Un film che trova in Liam Neeson un interprete semplicemente eccezionale e versatile nel passare con gusto e disinvoltura da maschera seria a maschera comica. Come Nielsen era passato da ruoli seri in film catastrofici della saga Airport alla loro parodia diretta, con uguale naturalezza e senso del divertimento, Neeson si diverte su set al punto da trovare, tra una risata e l’altra, una bellissima intesa con la sua co-protagonista: una Pamela Anderson recentemente “rinata” dopo la straordinaria e struggente interpretazione nel bellissimo The Last Showgirl di Gia Coppola. Pamela è così raggiante e sorridente che tra lei e Neeson sembra sia nata una piccola ma forse grande love story. In sala si vede bene come duettino; in dialoghi convenzionali che diventano subito brillanti con piccoli giochi di sguardi, scene che dovrebbero essere sexy che in realtà si rivelano buffamente tenere, momenti di puro non-sense che raccontano invece una storia. Loro funzionano e funziona con loro anche tutto l’intreccio che cerca continuamente di “sfuggire” alla storia, funziona un montaggio votato non allo spiegare quanto al confondere con ironia le carte, funzionano i tanti comprimari compresi quelli che sembrano sul set assolutamente per caso come Dave Bautista. Funziona la Detective Story mischiata all’umorismo gioiosamente surreale che da sempre era la cifra della saga di Frank Drebin.
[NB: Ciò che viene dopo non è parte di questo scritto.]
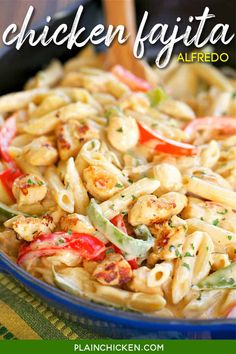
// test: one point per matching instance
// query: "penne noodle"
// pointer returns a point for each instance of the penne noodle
(120, 201)
(211, 191)
(75, 183)
(62, 194)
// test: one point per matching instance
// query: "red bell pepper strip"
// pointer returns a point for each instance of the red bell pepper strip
(232, 312)
(118, 221)
(83, 245)
(131, 80)
(7, 177)
(225, 124)
(7, 133)
(164, 144)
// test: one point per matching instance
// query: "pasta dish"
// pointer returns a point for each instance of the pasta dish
(122, 190)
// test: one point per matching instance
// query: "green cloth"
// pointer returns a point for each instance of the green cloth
(24, 316)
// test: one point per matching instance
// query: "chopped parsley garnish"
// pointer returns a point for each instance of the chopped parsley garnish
(177, 253)
(171, 248)
(222, 212)
(110, 250)
(215, 222)
(186, 265)
(120, 130)
(199, 296)
(40, 183)
(187, 254)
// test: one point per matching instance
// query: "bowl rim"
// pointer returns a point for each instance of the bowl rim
(102, 311)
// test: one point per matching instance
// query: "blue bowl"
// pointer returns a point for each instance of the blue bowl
(115, 323)
(15, 68)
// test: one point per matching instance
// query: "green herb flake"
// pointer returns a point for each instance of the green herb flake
(172, 248)
(199, 296)
(40, 183)
(177, 253)
(222, 212)
(186, 265)
(109, 250)
(187, 254)
(120, 130)
(215, 222)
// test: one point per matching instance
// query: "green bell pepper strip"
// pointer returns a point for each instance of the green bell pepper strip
(7, 213)
(224, 278)
(130, 246)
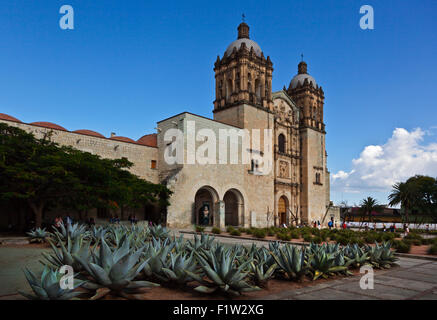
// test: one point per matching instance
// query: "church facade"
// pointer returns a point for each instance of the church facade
(295, 189)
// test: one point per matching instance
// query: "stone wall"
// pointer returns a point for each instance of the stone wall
(140, 155)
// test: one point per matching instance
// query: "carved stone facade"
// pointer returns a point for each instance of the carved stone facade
(296, 190)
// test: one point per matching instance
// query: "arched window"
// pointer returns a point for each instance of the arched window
(258, 90)
(281, 143)
(228, 89)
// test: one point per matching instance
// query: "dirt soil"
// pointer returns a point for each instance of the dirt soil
(188, 293)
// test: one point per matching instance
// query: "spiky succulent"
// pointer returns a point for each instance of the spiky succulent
(381, 256)
(355, 256)
(178, 266)
(38, 235)
(73, 231)
(291, 261)
(113, 270)
(64, 255)
(158, 232)
(324, 263)
(96, 233)
(205, 241)
(223, 273)
(155, 258)
(47, 286)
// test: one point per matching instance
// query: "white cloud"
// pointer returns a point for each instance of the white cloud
(380, 166)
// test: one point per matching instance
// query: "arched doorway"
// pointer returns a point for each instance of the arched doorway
(204, 205)
(282, 210)
(234, 207)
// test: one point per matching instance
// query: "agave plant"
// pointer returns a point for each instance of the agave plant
(64, 255)
(355, 256)
(324, 263)
(381, 256)
(179, 264)
(113, 270)
(155, 258)
(223, 274)
(291, 261)
(116, 234)
(47, 286)
(158, 232)
(73, 231)
(38, 235)
(205, 241)
(262, 273)
(97, 233)
(179, 244)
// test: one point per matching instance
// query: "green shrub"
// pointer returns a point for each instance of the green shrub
(388, 236)
(294, 234)
(413, 236)
(285, 236)
(216, 230)
(230, 229)
(250, 230)
(270, 232)
(235, 232)
(402, 246)
(260, 233)
(307, 238)
(200, 229)
(342, 240)
(317, 240)
(433, 249)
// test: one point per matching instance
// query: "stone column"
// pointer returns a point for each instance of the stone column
(219, 214)
(253, 223)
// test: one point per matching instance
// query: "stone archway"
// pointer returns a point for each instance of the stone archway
(204, 206)
(282, 210)
(234, 207)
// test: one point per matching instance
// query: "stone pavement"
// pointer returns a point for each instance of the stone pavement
(413, 279)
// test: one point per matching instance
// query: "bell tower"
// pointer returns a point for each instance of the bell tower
(309, 97)
(243, 76)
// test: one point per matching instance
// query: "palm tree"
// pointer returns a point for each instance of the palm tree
(369, 205)
(403, 194)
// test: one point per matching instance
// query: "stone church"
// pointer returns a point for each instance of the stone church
(296, 189)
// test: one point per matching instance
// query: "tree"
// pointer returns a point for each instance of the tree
(369, 205)
(44, 174)
(417, 195)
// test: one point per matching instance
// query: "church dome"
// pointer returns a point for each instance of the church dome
(249, 43)
(301, 76)
(243, 37)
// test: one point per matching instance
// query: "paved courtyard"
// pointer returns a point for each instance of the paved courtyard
(413, 279)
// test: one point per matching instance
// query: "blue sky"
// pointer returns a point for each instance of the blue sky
(129, 64)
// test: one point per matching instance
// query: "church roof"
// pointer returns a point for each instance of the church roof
(49, 125)
(300, 78)
(249, 43)
(4, 116)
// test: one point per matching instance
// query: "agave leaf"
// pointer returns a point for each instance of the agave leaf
(100, 274)
(204, 289)
(142, 284)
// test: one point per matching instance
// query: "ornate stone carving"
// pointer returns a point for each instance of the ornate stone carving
(283, 169)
E sì, ci sono anche le parolacce: che saranno pur figlie di una “libertà espressiva” triviale, che per qualcuno suonerà solo “un po’ vintage”, ma funzionano.
Sarebbe letale svelare sulla trama di più di quanto già detto in sinossi, è un film da scoprire da soli o in compagnia, in sala, tra amici magari attempati che vogliono solidalmente ridere “come ai vecchi tempi”, stando attenti magari a non soffocarsi con i popcorn e la coca cola tra una risata e l’altra. Ma potrebbe piacere anche ai giovani, cresciuti magari con South Park, Rick e Morty e I Griffin e per questo oltremodo desiderosi di scoprire che “c’è anche un film” sboccacciato ed esilarante come quelle serie animate.
È di sicuro un film che fa bene alla muscolatura facciale, sollecitando la mobilità della cavità orale, spingendola in elasticità ad ampliarsi in modi più “completi”, che possiamo ritenere utili anche per accedere a una più corretta pulizia dentale. Ridere fa bene, dovremmo farlo di più. Anche il vostro dentista apprezzerà.
Che la stella di Leslie Nielsen vi guidi verso la sala o lo streaming più vicino, per riprovare ancora una volta la piccola magia di ridere di gusto, di “ridere per ridere” al cinema come una volta. In attese che torni dallo spazio anche Mel Brooks.